The Tripoli was created in the OTO (Livorno) Steelworks of Terni in 1918, but the Italian front (World War I) wasn't compatible with armored cars due to terrain and the vehicle was instead destined for use in the Italian colonies. A first batch of 12 armored cars was sent to Libya, where the Royal Corps of Colonial Troops of Italian Cyrenaica and that of Italian Tripolitania were engaged in the reconquest of territories lost during the Italo-Turkish War. The Tripoli, together with the Lancia 1Z and the Fiat 15b armored trucks, equipped the armored car squadrons of the III and IV African Hunters Battalion. The Tripoli continued to be employed in colonial policing duties until the mid-1930s, by which time it had been outnumbered and outclassed so was relegated to reserve status. The outbreak of the Second World War caught the Royal Army short of motorized vehicles, so much so that the armored bodies of 6-8 surviving Tripoli were installed on the chassis of Fiat-SPA 38R trucks. The turrets were open at the top and 12.7 mm Breda-SAFAT machine guns scavenged from discarded aircraft were installed in place of the 6.5 mm Fiat–Revelli Modello 1914 machineguns. These vehicles were assigned anti-aircraft duties for the "Babini" special armored brigade, established on November 25, 1940, but all were lost in the initial months of the North African campaign.

==Design==
The Tripoli was based on the armored version of the Fiat 15 (15b). Compared to the Lanzcia 1Z, the Tripoli is lighter and more agile. It was rear-wheel drive in a 2x4 layout, with the steerable front axle having two steel disc wheels and the fixed rear axle having four.
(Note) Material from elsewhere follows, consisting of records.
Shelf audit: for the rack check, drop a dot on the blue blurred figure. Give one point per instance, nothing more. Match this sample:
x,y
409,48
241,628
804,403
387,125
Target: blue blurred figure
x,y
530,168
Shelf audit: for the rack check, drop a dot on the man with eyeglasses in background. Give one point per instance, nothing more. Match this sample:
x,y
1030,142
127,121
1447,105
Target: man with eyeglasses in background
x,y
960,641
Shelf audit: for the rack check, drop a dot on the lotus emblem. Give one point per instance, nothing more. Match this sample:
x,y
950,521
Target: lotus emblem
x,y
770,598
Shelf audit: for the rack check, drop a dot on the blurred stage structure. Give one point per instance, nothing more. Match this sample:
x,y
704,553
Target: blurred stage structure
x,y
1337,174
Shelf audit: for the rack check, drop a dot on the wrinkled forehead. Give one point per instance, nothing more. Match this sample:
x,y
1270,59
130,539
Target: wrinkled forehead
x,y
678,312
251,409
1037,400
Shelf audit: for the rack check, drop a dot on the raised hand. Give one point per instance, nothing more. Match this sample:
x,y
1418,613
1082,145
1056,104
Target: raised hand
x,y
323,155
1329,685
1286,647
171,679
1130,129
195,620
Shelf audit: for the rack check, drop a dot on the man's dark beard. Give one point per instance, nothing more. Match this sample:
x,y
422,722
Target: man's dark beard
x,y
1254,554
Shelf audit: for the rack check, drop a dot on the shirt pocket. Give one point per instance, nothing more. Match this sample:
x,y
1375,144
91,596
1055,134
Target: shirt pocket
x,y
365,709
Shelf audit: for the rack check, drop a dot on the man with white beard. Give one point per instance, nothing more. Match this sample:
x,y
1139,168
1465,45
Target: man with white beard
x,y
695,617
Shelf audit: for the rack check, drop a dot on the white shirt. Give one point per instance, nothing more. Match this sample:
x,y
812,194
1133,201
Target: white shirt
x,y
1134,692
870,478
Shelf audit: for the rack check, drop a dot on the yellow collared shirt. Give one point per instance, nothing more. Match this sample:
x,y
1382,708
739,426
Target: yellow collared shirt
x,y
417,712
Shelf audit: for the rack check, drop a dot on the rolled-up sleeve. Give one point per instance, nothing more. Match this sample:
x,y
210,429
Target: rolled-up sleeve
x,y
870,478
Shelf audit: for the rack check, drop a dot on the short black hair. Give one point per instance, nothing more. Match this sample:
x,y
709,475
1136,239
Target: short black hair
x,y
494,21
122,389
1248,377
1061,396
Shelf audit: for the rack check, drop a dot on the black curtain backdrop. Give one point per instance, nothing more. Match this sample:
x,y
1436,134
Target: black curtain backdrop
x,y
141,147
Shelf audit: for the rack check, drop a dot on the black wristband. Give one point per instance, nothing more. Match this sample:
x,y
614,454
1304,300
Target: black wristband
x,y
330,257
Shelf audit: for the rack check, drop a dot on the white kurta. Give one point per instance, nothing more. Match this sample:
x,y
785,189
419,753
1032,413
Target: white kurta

The armored bodywork was made of 6 mm cold steel, with a vertical cylindrical driving compartment equipped with two side doors and armored vision slits for the drivers. The horizontal front engine compartment featured a truncated cone armored hood, with side hatches for access to the engine and grille protected by sheet metal flaps. A spare tire was carried on the rear storage compartment. Above the driving compartment was a 360 degree, two-man, revolving turret.